IO Stats on Linux OS with Python

IO Stats on Linux OS with Python

Finding perfomance bottlenecks on Linux can be easy done for CPU and Memory usage. The bottleneck is disk IO it seems more difficult to find the right tool for this. Luckely their is an easy way to read the disk IO statistics in Linux, try:

cat /proc/diskstats

This will give you the total amounts, this are the values:

  • read I/Os requests number of read I/Os processed
  • read merges requests number of read I/Os merged with in-queue I/O
  • read sectors sectors number of sectors read
  • read ticks milliseconds total wait time for read requests
  • write I/Os requests number of write I/Os processed
  • write merges requests number of write I/Os merged with in-queue I/O
  • write sectors sectors number of sectors written
  • write ticks milliseconds total wait time for write requests
  • in_flight requests number of I/Os currently in flight
  • io_ticks milliseconds total time this block device has been active
  • time_in_queue milliseconds total wait time for all requests

Check: https://www.kernel.org/doc/Documentation/block/stat.txt

Main problem here is that the values are since Linux was booted. What I want is the disk IO over an certain amount of time.

Monitor IO with Python

In most Linux distributions Python is installed by default, this makes it easy to create your own scripts.  In our case we want to retrieve the disk IO two times with an interval in between, the delta between those two will give us the amount of IO used.

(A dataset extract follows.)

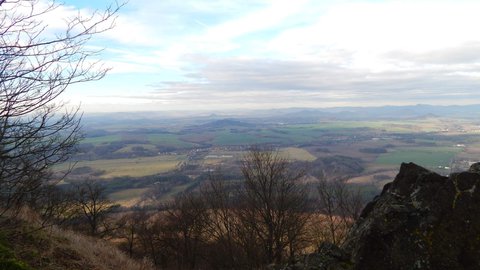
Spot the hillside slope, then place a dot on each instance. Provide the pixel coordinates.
(22, 247)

By default I set the interval time on 5 seconds, but by using arguments in your command you can choose an custom value. This is the Python script I created for this task:

# Python IOstat
# https://www.kernel.org/doc/Documentation/block/stat.txt

import time
import os
import sys

if len(sys.argv) 1:
 timer = float(sys.argv[1])
else :
 timer = 5

stats = os.popen("cat /sys/block/sda/stat").read()
stats_split = stats.split(' ')
stats_array = filter(None, stats_split)

time.sleep(timer)
stats_2 = os.popen("cat /sys/block/sda/stat").read()
stats_split_2 = stats_2.split(' ')
stats_array_2 = filter(None, stats_split_2)

iototal = [
int(stats_array_2[0]) - int(stats_array[0]),
int(stats_array_2[1]) - int(stats_array[1]),
int(stats_array_2[2]) - int(stats_array[2]),
int(stats_array_2[3]) - int(stats_array[3]),
int(stats_array_2[4]) - int(stats_array[4]),
int(stats_array_2[5]) - int(stats_array[5]),
int(stats_array_2[6]) - int(stats_array[6]),
int(stats_array_2[7]) - int(stats_array[7]),
int(stats_array_2[8]) - int(stats_array[8]),
int(stats_array_2[9]) - int(stats_array[9]),
int(stats_array_2[10]) - int(stats_array[10])
]

description = [
"IO stats over last "+str(timer)+" seconds \n\n",
"read I/Os : " + iototal[0],
"read merges : " + iototal[1],
"read sectors : " + iototal[2],
"read ticks (ms) : " + iototal[3],
"write I/Os : " + iototal[4],
"write merges : " + iototal[5],
"write sectors : " + iototal[6],
"write ticks (ms) : " + iototal[7],
"in_flight : " + iototal[8],
"io_ticks (ms) : " + iototal[9],
"time_in_queue (ms) : " + iototal[10]
]
for d in description:
 print(d)

So this script basically retrieves 2 times the values for device ‘SDA’ and caculates the delta between the values. The script is very basic and should be readable for the beginning Python learner.